Description of problem: When adjtime() (i.e. adjtimex in SINGLESHOT mode) is called with offset smaller than 1000us, the clock is not adjusted. Version-Release number of selected component (if applicable): kernel-2.6.9-55.EL.ppc64 How reproducible: Always Steps to Reproduce: 1. gcc -x c - <<EOF #include <stdio.h> #include <sys/time.h> #include <sys/timex.h> #include <unistd.h> #include <string.h> int main() { struct timeval tv, otv; long usecs; while (1) { struct timex t; gettimeofday(&tv, NULL); usleep(1000000 - tv.tv_usec % 1000000); memset(&t, 0, sizeof (t)); t.modes = ADJ_OFFSET_SINGLESHOT; t.offset = 999; if (adjtimex(&t) >= 0) printf("%d\n", t.offset); } return 0; } EOF 2. ./a.out & 3. compare system time with a reference (e.g. ntpdate -q) Actual results: No adjustment. Expected results: Time adjusted. Additional info: This is blocking bug #431728, where ntpd in -x mode should be fixed to use only adjtime() instead of switching between adjtimex() and adjtime().
------- Comment From mjwolf.com 2008-04-07 11:51 EDT------- No, I haven't seen this error before. I have added some team members to the cc list to see if they recognize this error. ------- Comment From mjwolf.com 2008-04-07 11:56 EDT------- Also I'm a little confused here, the kernel version is listed as kernel-2.6.9-55.EL.ppc64. That is a rhel4u5 kernel. I guess I expected that the kernel version would have been -67 (rhel4u6) or a newer one for the upcoming rhel4u7. Can someone clarify if this problem is being seen on the newer kernels?

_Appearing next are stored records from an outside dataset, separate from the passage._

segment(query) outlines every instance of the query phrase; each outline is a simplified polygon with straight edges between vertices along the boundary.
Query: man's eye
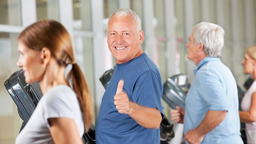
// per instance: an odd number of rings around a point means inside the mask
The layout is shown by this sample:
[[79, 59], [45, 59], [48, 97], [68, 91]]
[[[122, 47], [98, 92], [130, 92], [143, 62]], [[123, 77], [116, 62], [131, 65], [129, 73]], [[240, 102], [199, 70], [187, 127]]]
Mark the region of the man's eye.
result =
[[124, 35], [125, 36], [127, 36], [130, 35], [130, 34], [127, 33], [124, 33], [123, 35]]

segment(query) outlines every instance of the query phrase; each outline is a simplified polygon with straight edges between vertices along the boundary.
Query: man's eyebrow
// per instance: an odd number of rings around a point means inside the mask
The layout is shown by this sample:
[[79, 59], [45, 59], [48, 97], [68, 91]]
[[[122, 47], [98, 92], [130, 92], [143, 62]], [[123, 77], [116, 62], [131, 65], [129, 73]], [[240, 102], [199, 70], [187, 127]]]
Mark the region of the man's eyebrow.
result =
[[114, 31], [114, 30], [111, 30], [108, 31], [108, 32], [116, 32], [116, 31]]
[[122, 31], [122, 32], [131, 32], [131, 31], [130, 30], [127, 30], [127, 31]]

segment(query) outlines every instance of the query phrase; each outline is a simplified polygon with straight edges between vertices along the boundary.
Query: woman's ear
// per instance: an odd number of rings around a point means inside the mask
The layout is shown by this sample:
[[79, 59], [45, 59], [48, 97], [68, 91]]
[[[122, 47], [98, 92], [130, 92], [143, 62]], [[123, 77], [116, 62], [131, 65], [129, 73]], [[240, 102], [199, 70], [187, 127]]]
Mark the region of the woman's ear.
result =
[[47, 48], [43, 48], [41, 50], [41, 59], [43, 64], [47, 65], [50, 62], [51, 58], [51, 52]]

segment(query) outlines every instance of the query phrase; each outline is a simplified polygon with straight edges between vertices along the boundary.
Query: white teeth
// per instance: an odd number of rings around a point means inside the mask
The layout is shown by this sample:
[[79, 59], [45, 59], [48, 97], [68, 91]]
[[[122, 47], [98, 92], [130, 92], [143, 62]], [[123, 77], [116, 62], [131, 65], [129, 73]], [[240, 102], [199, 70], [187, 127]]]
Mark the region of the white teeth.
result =
[[124, 49], [125, 48], [125, 47], [120, 47], [120, 48], [116, 47], [116, 49], [118, 49], [118, 50], [121, 50], [122, 49]]

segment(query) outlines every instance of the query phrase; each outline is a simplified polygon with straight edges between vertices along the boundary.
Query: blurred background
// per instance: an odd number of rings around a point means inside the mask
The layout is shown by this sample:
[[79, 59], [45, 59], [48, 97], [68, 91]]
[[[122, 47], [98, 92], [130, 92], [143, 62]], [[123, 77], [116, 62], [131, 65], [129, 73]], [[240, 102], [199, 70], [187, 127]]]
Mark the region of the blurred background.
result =
[[[181, 73], [188, 74], [192, 82], [196, 66], [186, 58], [186, 45], [193, 26], [201, 21], [218, 24], [225, 31], [221, 60], [238, 85], [242, 86], [248, 77], [243, 73], [241, 62], [245, 49], [256, 43], [256, 0], [0, 0], [0, 144], [14, 143], [22, 122], [3, 85], [20, 69], [16, 65], [19, 33], [45, 19], [65, 26], [73, 40], [76, 61], [89, 83], [95, 124], [104, 92], [99, 78], [115, 64], [106, 43], [108, 18], [121, 7], [140, 16], [143, 48], [159, 67], [163, 82]], [[162, 102], [170, 120], [169, 108]]]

kernel-2.6.9-67.0.7.EL.ppc64 has the same problem.
Created attachment 301757 [details] Fix detection of need for time adjustment. When making the adjtimex() system call in ADJ_OFFSET_SINGLESHOT, we fail to correctly detect that time needs to be adjusted. This patch checks the current time step at the begining of a decrementer tick and adjusts the varisou time paramenters to cope with the requested change in ttime. When we have successfully adjusted time as requested revert to the "stable" values. Fixes both the 32-bit (compat) and 64-bit cases.
Created attachment 301758 [details] Fix detection of need for time adjustment. v2 When making the adjtimex() system call in ADJ_OFFSET_SINGLESHOT, we fail to correctly detect that time needs to be adjusted. This patch checks the current time step at the begining of a decrementer tick and adjusts the various timeing paramenters to cope with the requested change in time. When we have successfully adjusted time as requested revert to the "stable" values. Fixes both the 32-bit (compat) and 64-bit cases. Previous version had a DEBUG #define enabled by mistake. Can we get the original reported to test?

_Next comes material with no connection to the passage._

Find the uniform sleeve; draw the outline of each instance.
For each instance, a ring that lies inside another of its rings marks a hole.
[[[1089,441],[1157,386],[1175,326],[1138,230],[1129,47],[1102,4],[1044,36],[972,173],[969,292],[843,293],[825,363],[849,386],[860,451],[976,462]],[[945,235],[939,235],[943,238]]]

With this patch applied it seems to work well.
------- Comment From tbreeds.com 2008-04-09 19:41 EDT------- (In reply to comment #9) > ------- Comment From mlichvar 2008-04-09 12:39 EST------- > With this patch applied it seems to work well. Okay I'll update this to submitted for inclusion by RHEL
Unfortunately the patch breaks ntpd running without -x option, clock frequency offset is adjusted, but it doesn't have any effect.
We are past code freeze and I do not see a patch proposed to resolve this issue as an exception. Radek you may want to consider reverting the ntp changes for R4.7.

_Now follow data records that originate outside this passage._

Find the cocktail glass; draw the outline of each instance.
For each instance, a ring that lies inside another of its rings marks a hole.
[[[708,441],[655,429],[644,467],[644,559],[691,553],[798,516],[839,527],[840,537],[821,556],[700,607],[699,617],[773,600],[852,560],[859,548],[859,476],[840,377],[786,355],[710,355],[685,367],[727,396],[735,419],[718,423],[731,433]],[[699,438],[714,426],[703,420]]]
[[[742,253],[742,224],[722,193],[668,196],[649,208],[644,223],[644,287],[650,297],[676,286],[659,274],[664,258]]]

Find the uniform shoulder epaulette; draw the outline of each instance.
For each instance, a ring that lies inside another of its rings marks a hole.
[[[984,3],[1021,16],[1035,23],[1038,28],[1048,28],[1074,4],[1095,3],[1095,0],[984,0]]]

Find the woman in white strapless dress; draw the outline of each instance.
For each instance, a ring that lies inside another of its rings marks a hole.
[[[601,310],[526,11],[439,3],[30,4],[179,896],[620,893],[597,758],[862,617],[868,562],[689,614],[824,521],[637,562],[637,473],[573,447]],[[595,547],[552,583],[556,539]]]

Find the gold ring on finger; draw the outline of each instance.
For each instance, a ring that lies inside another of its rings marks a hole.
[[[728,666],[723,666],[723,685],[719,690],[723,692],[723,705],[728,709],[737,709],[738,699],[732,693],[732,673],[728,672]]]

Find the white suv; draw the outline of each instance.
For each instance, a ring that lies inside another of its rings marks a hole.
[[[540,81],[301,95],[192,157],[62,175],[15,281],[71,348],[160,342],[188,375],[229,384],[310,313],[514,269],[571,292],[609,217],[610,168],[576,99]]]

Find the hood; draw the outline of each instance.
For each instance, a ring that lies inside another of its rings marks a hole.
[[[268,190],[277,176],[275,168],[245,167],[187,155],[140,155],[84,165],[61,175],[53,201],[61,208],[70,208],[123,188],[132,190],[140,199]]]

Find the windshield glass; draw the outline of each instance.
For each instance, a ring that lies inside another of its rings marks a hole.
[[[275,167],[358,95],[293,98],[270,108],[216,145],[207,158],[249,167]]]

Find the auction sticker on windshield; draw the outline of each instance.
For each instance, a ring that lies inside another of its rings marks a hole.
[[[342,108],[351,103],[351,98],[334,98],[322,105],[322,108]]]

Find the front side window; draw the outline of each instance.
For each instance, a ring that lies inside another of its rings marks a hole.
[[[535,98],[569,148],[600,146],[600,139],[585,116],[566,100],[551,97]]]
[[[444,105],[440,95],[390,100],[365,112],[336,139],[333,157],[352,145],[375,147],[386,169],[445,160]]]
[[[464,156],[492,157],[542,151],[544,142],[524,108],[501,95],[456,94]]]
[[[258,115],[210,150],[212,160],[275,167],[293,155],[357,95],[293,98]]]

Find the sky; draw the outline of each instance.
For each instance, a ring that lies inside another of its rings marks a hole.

------- Comment From mjwolf.com 2008-05-09 15:22 EDT------- Is RedHat still looking for a patch for this problem. I'm confused by the comment above: "------- Comment From peterm 2008-04-22 15:58 EST------- We are past code freeze and I do not see a patch proposed to resolve this issue as an exception. Radek you may want to consider reverting the ntp changes for R4.7."
------- Comment From mjwolf.com 2008-07-01 15:47 EDT------- reopening this bug and marking as NEEDINFO. Would RedHat like us to look at this for RHEL4u8?
------- Comment From mjwolf.com 2008-07-15 09:49 EDT------- Can IBM get a copy of the patched ntpd that showed the problem with adjtime()?
ntp packages showing the problem are available here: http://people.redhat.com/mlichvar/tmp/ntpadjtime/
Updating PM score.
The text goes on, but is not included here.